Je ne dors plus. La nuit dernière encore je vous ai cherché partout. Je vous ai frôlé plusieurs fois, vous étiez près de moi j’en suis sûre. Je voyais plus loin que le monde, tout votre souffle entrait en moi et me réchauffait la poitrine... Je ne dors plus, non... Pourtant, pourtant je ferme bien les yeux, je fais bien comme tout le monde.

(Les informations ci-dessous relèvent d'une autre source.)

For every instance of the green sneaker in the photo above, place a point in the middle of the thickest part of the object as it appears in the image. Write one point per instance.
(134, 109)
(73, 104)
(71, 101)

Mais il y a ma cervelle défaite, ce vide noir, qui fait lumière : je ne sais plus ne plus voir Rien. Et croyez-moi, c’est terrible, j’aimerais mieux ne pas le vivre, ne vous avoir jamais connu, ne plus me cogner sans arrêt à votre absence-matière, ne plus avoir ces mains d’écriture fébriles...

 

Moi, moi j’aurais tellement aimé une vie tranquille et sereine où la nuit, chaque soir, m’eût invitée à sommeiller en toute quiétude. J’aurais aimé cette vie-là, mais... Mille fois plus notre voyage, notre voyage plus que tout...

Mon frère d’encre.

 

Les mots m’ont coupé la langue , à la fontaine où je vais boire il coule du verre brisé. J’ai des taches de nuit sur la peau, parfois, je me finis... Et c’est alors que tout commence...

 

Édith Azam, Mon frère d’encre, Au Coin de la rue de l’Enfer, 2012, p. 21.

16/07/2015

James Joyce, Poèmes (Chamber Music, Pomes Penyeach)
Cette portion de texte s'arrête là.